I'll go on with my thoughts about Wicked as a novel , and especially as triggered by what Constance and Tammy wrote.Constance wrote:
Quote:
In pretty much all of my literature classes in high school and college we paralleled novels to current life and we always had to learn a little about the time period in which a book was written when we studied it. So I tend to look at books this way when I read them - I am a product of my education
Yes, we are a product of our educations, and the difference is not a matter of things being antithetical, but a matter of placing the emphasis on different things.
I learnt a lot about my education by realizing what it was NOT at the University of Cape Town and then later in San Diego.
So what did I learn at university?
I'll sum up the situations in two ways, so take your pick:
1- It's amazing how much I have forgotten. I remember the titles of many books... but the content of very few.
2- Shall we decide that... culture is what is left when you've forgotten most of what you ever learnt?
Next, you two ladies have the following advantages over me:
a- went to university recently, as opposed to the early eighties, so it's all fresh in your minds.
b- The French school system in those days, though suffering no self doubts and not being given to causing confusion, explained nothing in its methods.
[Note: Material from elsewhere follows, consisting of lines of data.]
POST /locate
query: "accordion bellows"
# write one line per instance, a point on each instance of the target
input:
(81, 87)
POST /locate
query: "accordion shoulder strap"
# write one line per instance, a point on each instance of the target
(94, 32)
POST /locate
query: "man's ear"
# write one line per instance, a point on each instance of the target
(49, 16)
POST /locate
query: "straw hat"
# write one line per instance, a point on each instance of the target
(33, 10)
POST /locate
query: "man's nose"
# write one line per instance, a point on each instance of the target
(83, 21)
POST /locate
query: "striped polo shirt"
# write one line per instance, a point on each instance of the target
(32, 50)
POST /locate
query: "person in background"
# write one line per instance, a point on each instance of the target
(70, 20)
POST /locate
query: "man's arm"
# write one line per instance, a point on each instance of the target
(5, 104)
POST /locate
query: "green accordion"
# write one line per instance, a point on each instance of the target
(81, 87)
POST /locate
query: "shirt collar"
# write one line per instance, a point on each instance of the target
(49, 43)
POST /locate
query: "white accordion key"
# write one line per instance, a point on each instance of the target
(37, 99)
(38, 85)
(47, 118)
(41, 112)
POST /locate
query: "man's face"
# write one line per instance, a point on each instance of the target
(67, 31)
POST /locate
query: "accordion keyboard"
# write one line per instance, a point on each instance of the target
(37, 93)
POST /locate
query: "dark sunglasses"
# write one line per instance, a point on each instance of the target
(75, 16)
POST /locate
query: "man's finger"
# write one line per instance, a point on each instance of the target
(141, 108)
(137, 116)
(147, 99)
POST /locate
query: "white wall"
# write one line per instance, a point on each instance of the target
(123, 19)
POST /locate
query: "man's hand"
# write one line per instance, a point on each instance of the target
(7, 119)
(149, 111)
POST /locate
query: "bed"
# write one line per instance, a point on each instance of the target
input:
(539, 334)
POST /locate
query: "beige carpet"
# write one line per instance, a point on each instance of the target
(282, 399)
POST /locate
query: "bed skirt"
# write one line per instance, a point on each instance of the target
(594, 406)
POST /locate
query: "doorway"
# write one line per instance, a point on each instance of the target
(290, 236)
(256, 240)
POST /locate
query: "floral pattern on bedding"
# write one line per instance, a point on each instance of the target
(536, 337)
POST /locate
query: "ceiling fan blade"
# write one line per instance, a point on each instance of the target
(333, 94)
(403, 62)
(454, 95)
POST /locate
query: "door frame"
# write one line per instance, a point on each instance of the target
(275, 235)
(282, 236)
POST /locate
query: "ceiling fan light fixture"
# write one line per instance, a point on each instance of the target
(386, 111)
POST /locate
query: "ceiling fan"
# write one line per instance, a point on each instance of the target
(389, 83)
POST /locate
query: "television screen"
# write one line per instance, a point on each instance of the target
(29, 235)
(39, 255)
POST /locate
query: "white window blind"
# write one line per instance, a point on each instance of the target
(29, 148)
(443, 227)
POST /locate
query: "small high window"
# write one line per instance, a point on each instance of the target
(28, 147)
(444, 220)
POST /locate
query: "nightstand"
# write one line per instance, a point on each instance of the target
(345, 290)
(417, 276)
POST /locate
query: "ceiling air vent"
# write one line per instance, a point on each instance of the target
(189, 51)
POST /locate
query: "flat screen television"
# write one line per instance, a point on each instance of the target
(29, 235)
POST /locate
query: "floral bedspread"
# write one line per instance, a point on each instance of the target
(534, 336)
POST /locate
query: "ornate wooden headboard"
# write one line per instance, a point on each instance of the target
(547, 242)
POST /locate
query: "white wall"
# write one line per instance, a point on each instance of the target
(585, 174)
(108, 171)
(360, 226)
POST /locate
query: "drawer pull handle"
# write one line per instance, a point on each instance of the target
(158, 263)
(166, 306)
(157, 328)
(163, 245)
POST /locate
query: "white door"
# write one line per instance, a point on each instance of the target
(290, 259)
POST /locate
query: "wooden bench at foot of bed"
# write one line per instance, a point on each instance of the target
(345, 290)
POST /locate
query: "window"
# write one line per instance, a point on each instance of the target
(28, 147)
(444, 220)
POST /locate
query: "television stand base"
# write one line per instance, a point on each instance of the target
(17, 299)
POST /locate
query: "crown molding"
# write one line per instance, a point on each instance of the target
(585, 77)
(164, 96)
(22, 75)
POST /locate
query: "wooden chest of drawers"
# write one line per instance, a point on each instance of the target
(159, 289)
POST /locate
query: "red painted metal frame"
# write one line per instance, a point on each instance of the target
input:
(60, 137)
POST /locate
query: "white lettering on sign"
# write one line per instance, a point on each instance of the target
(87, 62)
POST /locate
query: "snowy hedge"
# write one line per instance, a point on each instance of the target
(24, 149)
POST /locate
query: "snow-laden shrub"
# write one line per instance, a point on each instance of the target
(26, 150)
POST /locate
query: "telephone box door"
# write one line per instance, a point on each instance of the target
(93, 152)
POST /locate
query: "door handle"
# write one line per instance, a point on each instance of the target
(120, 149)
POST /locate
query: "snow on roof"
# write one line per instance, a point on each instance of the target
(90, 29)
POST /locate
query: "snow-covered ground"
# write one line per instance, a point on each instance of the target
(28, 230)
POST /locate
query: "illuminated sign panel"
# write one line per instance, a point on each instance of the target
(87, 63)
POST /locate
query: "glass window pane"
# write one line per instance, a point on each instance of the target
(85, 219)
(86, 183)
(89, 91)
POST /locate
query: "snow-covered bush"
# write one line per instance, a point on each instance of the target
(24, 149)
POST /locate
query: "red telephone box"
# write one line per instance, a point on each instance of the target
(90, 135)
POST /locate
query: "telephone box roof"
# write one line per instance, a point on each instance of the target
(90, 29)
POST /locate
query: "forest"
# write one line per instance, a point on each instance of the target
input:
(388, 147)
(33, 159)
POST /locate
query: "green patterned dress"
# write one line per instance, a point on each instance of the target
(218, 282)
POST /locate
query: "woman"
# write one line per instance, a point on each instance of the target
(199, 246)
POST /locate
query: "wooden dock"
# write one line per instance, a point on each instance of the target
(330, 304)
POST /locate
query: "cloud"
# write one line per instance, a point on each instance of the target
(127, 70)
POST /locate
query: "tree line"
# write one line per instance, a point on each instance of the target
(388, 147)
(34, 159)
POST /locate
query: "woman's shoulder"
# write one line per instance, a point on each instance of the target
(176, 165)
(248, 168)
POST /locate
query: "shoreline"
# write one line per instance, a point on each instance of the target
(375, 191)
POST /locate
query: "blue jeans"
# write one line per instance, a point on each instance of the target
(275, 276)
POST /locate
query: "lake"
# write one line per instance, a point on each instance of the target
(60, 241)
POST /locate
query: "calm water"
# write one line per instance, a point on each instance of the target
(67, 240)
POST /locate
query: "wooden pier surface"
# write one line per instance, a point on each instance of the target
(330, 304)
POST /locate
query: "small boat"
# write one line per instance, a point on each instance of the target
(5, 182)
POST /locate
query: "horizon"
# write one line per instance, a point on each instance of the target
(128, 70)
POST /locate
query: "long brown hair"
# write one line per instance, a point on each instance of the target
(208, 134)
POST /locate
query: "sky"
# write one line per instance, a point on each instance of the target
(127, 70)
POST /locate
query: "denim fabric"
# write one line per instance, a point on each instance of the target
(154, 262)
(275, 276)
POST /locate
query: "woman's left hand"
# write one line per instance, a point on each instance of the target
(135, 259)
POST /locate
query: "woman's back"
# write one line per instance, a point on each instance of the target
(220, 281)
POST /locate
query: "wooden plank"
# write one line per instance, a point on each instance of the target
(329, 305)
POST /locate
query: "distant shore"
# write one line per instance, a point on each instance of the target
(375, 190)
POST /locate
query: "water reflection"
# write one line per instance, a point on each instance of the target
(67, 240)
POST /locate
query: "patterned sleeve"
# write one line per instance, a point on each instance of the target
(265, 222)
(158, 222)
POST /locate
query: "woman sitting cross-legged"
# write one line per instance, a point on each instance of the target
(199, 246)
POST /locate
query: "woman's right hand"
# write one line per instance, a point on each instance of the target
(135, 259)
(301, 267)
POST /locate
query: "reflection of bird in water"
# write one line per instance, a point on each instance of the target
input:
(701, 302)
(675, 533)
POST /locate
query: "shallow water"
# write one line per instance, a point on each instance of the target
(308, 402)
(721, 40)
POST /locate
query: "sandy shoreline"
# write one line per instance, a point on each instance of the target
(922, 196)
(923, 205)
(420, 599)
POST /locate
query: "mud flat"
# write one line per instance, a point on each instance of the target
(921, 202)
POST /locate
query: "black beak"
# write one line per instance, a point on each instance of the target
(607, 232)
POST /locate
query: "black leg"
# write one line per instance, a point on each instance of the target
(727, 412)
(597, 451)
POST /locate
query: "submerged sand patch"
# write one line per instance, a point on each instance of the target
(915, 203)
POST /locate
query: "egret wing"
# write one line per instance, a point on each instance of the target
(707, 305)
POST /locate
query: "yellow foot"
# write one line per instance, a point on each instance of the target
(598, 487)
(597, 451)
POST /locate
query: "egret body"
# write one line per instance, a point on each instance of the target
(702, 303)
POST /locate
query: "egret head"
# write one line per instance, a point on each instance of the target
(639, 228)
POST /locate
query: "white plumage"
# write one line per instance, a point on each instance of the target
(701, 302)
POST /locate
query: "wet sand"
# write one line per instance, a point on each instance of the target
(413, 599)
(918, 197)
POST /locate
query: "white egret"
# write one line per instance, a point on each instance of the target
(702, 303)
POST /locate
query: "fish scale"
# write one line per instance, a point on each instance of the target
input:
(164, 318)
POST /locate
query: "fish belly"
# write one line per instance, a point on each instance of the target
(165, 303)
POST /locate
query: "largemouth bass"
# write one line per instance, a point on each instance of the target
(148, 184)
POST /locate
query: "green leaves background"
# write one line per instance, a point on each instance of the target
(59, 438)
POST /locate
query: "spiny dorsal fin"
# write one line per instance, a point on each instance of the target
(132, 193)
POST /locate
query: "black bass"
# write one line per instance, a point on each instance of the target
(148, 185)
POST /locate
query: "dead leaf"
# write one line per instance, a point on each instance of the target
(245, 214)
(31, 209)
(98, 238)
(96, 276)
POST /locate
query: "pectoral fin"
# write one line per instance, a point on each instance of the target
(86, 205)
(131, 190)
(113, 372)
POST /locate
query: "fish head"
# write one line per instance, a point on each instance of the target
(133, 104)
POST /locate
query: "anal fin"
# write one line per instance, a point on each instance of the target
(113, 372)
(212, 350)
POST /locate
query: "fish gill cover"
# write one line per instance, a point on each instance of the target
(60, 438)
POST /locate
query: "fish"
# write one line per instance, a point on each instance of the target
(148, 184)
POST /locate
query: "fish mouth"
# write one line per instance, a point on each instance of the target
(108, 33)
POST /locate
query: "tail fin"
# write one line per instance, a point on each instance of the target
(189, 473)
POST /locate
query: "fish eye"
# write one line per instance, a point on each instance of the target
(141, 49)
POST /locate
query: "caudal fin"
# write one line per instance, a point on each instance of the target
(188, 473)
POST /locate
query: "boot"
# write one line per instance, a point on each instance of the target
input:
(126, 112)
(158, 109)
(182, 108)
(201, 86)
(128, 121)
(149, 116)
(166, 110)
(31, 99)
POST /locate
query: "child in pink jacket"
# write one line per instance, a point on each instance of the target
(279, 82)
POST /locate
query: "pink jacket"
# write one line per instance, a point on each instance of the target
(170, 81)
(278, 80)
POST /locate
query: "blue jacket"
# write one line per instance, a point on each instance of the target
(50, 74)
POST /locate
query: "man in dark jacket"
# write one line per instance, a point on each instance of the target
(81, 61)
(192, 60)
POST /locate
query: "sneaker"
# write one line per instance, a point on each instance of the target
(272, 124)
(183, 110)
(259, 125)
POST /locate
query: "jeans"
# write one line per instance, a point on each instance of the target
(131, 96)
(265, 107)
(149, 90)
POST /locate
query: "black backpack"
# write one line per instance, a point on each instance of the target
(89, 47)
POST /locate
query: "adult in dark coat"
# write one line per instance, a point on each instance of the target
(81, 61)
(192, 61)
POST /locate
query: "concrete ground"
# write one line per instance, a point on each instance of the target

I would not try it with twenty first century high school students, but it worked then.
This leads me to the following examples and comments.
Yesterday, by chance, I came to read a posting by an American reader somewhere, who was very capably explaining what analyzing a novel was. Sadly, I lost the page, but I remember this.
In her first three essential questions to ask was:
Does this reflect reality?
And I thought "That's definitely NOT what I learnt to ask!"
So since yesterday I've been puzzling about what questions I learnt to ask, and I don't know exactly.
Still, one observation: if "Does this reflect reality?" was turned to "What does this tell us about the human condition?", I'd feel more comfortable.
Also I have a suggestion about why the above question would not have cropped up.
French schools and universities are always packed, nobody needs to worry about next year's enrolment figures and our professors had a knack for choosing the really serious stuff : Milton, The Spire by William Golding, or D H Lawrence (you have to enter his wordview , he wrote those Phoenix I and Phoenix II books to explain it...) : try leading a class discussion relating to anybody's experience after those...
But still, if the book had lent itself to other types of discussion, for example in the French lit class in high school, they would not have been explored, because nobody would have thought of them.
OK, next, I thought I quite liked this trip on Memory Lane and I might look up what the web had to say about "What is fiction?".
I'll give one good site in my next postings, but first I'll mention that a few sites started with life-saving tips like:
"First of all, you must ask yourselves who the main character is."